Closed MikuChan03 closed 3 months ago
I suspect this one:
https://git.kernel.dk/cgit/linux/commit/?h=io_uring-6.9&id=0a3737db8479b77f95f4bfda8e71b03c697eb56a
will fix it, it just went upstream today and should find its way into the stable kernels shortly.
@axboe Senpai, just so you know. After building the newest kernel from your linux-block repo, we don't get any cqe for reading from the timerfd at all. It's true that the mentioned patch makes it so the EGAIN error disappears, but instead we get nothing at all.

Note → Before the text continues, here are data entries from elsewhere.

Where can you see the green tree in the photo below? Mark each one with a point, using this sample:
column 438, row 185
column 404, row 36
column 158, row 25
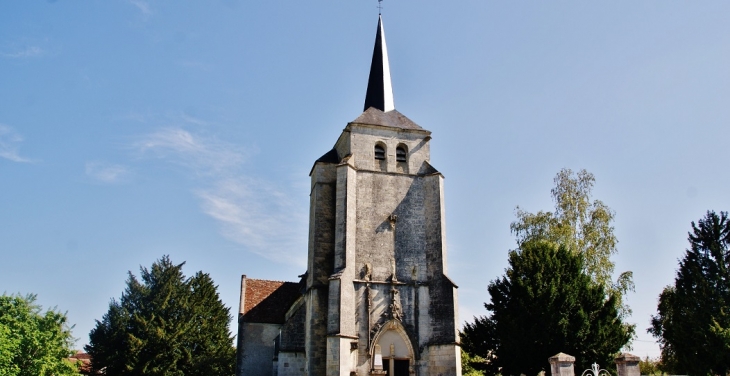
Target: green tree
column 33, row 343
column 692, row 322
column 166, row 325
column 545, row 304
column 583, row 226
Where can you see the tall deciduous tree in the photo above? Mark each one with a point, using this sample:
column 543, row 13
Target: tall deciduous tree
column 585, row 227
column 543, row 305
column 33, row 343
column 165, row 324
column 693, row 319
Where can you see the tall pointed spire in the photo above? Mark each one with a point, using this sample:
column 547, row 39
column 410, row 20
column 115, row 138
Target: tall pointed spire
column 380, row 88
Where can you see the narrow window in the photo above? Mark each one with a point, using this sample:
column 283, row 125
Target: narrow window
column 379, row 152
column 400, row 154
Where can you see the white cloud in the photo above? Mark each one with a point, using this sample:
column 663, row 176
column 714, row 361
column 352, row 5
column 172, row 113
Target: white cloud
column 252, row 212
column 195, row 65
column 204, row 156
column 107, row 173
column 10, row 143
column 29, row 51
column 143, row 6
column 258, row 216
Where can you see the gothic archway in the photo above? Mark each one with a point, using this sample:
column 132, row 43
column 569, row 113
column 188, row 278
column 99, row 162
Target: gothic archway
column 396, row 349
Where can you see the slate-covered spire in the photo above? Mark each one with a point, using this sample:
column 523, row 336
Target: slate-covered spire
column 380, row 89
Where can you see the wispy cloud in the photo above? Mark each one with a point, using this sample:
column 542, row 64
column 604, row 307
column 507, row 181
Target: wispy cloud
column 252, row 212
column 10, row 143
column 143, row 7
column 195, row 65
column 27, row 52
column 205, row 156
column 107, row 173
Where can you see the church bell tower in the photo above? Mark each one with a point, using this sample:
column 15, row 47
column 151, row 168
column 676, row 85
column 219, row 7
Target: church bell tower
column 376, row 296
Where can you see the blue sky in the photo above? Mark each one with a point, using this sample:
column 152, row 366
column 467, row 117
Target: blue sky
column 132, row 129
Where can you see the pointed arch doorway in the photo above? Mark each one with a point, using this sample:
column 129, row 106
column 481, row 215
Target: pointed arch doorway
column 396, row 349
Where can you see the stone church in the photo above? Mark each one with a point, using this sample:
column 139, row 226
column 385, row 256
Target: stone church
column 376, row 298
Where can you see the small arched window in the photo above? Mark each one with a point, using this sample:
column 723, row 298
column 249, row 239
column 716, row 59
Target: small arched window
column 400, row 154
column 379, row 152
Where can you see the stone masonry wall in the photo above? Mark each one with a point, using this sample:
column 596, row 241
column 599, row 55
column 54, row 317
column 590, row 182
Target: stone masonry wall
column 258, row 349
column 291, row 364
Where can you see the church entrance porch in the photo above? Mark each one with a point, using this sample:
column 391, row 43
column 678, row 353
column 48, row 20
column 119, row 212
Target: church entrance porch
column 396, row 367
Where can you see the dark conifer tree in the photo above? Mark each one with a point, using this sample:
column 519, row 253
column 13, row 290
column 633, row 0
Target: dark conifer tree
column 543, row 305
column 692, row 323
column 165, row 324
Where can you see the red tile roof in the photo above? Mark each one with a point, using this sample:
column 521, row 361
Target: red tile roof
column 268, row 301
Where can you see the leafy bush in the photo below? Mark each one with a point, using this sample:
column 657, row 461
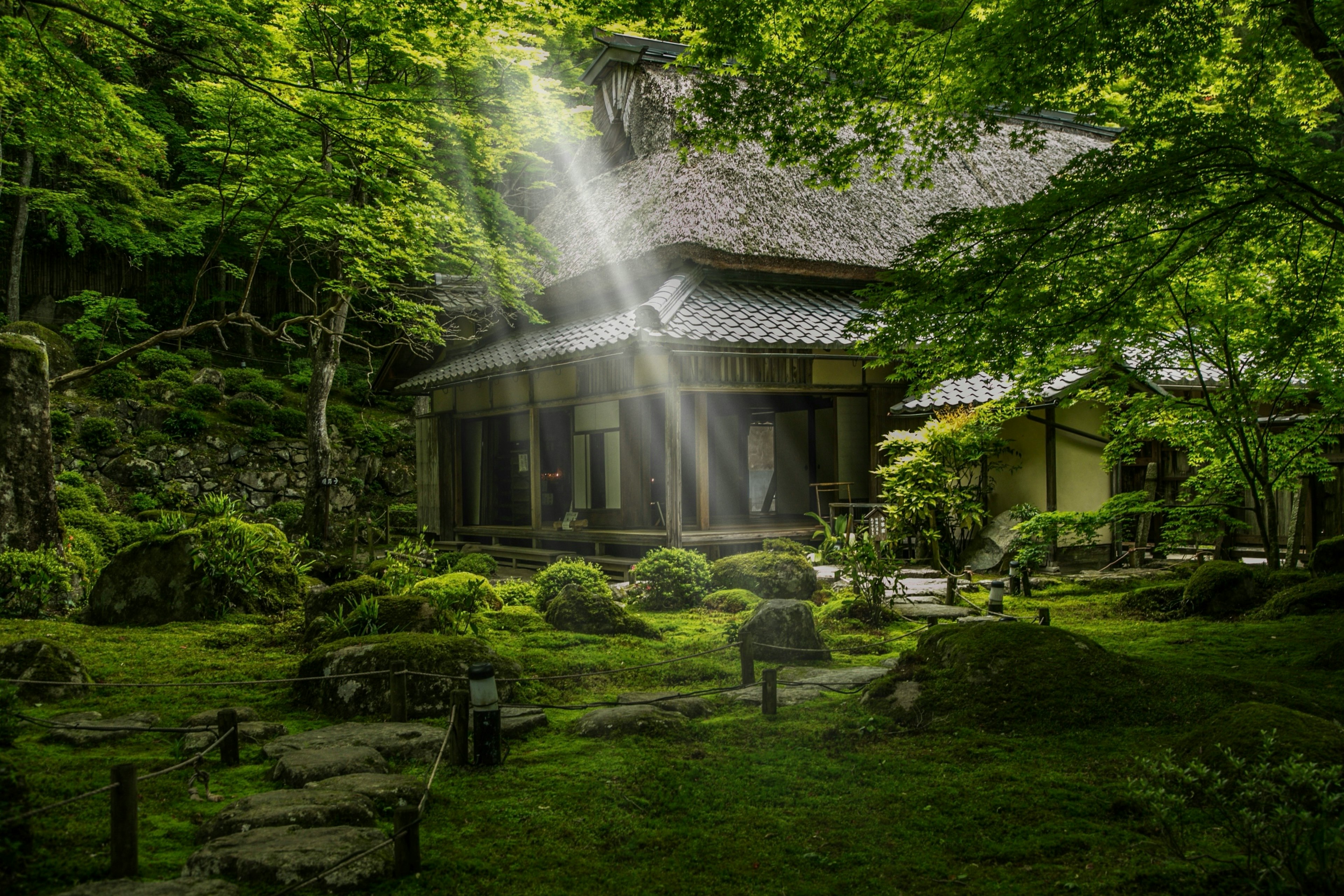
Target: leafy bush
column 156, row 362
column 515, row 593
column 550, row 581
column 185, row 425
column 671, row 580
column 479, row 564
column 99, row 433
column 61, row 426
column 116, row 383
column 29, row 580
column 202, row 397
column 291, row 422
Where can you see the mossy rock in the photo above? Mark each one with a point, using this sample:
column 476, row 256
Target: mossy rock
column 1312, row 597
column 368, row 696
column 732, row 601
column 1219, row 589
column 43, row 660
column 589, row 612
column 773, row 575
column 61, row 357
column 1238, row 730
column 1328, row 556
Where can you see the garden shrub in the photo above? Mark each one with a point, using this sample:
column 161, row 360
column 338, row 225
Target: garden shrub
column 30, row 580
column 99, row 433
column 61, row 426
column 185, row 425
column 291, row 422
column 202, row 397
column 479, row 564
column 552, row 580
column 671, row 580
column 1328, row 556
column 115, row 383
column 1219, row 589
column 249, row 412
column 732, row 601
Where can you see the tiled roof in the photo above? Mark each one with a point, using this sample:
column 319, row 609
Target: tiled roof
column 714, row 312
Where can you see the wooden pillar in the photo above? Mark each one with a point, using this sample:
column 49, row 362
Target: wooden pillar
column 672, row 457
column 702, row 461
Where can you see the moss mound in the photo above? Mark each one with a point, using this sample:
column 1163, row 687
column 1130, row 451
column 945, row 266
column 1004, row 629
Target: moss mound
column 773, row 575
column 732, row 601
column 1221, row 589
column 1238, row 729
column 590, row 612
column 1316, row 596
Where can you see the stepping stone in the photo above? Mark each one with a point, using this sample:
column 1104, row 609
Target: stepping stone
column 630, row 721
column 386, row 792
column 689, row 707
column 253, row 733
column 396, row 741
column 89, row 737
column 245, row 714
column 296, row 769
column 281, row 856
column 281, row 808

Took a quick look, and this is actually a bug in timerfd. It doesn't deal with nonblocking reads at all, properly. For any type of read, it'll always attempt to wait, even though there's data to be read. We can work around this in io_uring, but I'll fix the timerfd side as well as that is just not acceptable.
Here's the timerfd fix:
https://lore.kernel.org/linux-fsdevel/b4059ed0-5567-44e7-95f7-f7e4b227501c@kernel.dk/
And here are the io_uring fixes. This will make it work independently of the timerfd fix, but multishot mode cannot be support with timerfd not properly supporting nonblocking reads. Once the timerfd patch is in, multishot timerfd reads will work just fine:
axboe@m2max-kvm ~> ./timerfd
pipe operation
res 70 flags 3
timerfd operation
res 8 flags 10003
timerfd operation
res 8 flags 20003
timerfd operation
res 8 flags 30003
but before that and with just the below io_uring fixes, timerfd reading will be singleshot. In other words, it will never have IORING_CQE_F_MORE set, and will require re-arming every time.
https://lore.kernel.org/io-uring/20240401175306.1051122-1-axboe@kernel.dk/
Neglected to mention, multishot will work even with the limited timerfd support if you just create the timerfd with TFD_NONBLOCK. That'll work regardless of whether or not the timerfd patch is included in the kernel. So at least for now it can be a suitable work-around for dealing with timerfds in multishot mode.
Thank you such much! I'll say, since even a successful nonblocking read operation on a timerfd always sets EAGAIN and that throws off aio stuff, does that mean that as of today, no one has used timerfd in an aio context where the errno matters? That would be scawwy ._.
It'll work fine without multishot, which is a fairly new addition on the read side. Even without the timerfd fix for proper non-block reading, it won't block and it'll return the right result. It'll just be less efficient as it needs to go through io-wq, rather than being purely poll triggered. No results are being lost. FWIW, io_uring/liburing doesn't use errno at all, errors are returned directly. errno doesn't work properly for async IO.
Marking as closed, fix is queued and will go upstream later this week and bubble back to stable. Hopefully for 6.10 I'll have the timerfd fix in as well.
Hello!
When using io_uring_prep_read_multishot to read from a timerfd, io_uring_wait_cqe waits until the timerfd elapses and then returns EAGAIN in cqe->res. Using io_uring_prep_read_multishot to read from a pipe works. Using io_uring_prep_read to read from a timerfd works. I'm using only the basic functions.
Thanks.